Last Friday, I fronted up at Hope103.2 FM radio station, ready to be interviewed by Leigh Hatcher for his Sunday evening program ‘Open House’. Although feeling a little nervous, I was looking forward to it. After all, I knew that anything I might say that was too way off could be edited out! Leigh Hatcher greeted me warmly and suggested he take a photo for the station’s Facebook page. Then as we sat down in his studio, he told me we would be talking about mentoring, something he believes can be so valuable to people.

Now this was a very sensible suggestion, since my new book Soul Friend: The story of a shared spiritual journey, which has just been released, is about the warm, life-giving relationship that developed between my mentor and me during our fifteen years of meeting together and the great encouragement she was to me in my struggles during this time.
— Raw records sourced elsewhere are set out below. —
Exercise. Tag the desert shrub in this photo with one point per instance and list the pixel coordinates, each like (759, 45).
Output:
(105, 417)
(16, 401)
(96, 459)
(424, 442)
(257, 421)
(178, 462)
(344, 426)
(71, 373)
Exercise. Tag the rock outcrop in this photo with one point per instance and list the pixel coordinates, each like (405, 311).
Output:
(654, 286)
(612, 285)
However, I had thought Leigh might ask questions about the book itself, such as why I wrote it, what a ‘soul friend’ is, how I met my mentor, how I as a novelist came to be writing non-fiction, and other similar questions. Obviously, a quick mental back flip was required. So I put on my mentor hat and marshalled my thoughts.

Leigh’s questions were excellent and I did my best. I knew I was quite capable of talking about mentoring and enjoyed myself. But afterwards … well, you can imagine how my thoughts went! Why didn’t I say this? Why hadn’t I thought of that? Why couldn’t I remember that definition of mentoring I knew so well? Or the list of qualities of a mentor I myself had written?
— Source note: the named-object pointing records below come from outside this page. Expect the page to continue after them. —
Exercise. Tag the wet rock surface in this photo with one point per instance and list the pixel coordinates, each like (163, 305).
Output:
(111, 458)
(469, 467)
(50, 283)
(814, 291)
I returned home and, still in my rather fazed, post-interview state, opened my computer. And there I found an email from a younger friend who is part of my little prayer team. All it had in it was the following verse:

Now may the Lord of peace himself give you peace at all times and in every way … 2 Thess 3:16

As I sat smiling at the screen, I knew I needed to hand over the whole interview to God, put it behind me and receive that peace this verse talks about. I had done my best. Now I needed to rest in that and in the peace God is willing to give us at all times.

May you too know this same deep peace in your heart right now, however good you are at post mortems and whatever your situation in life.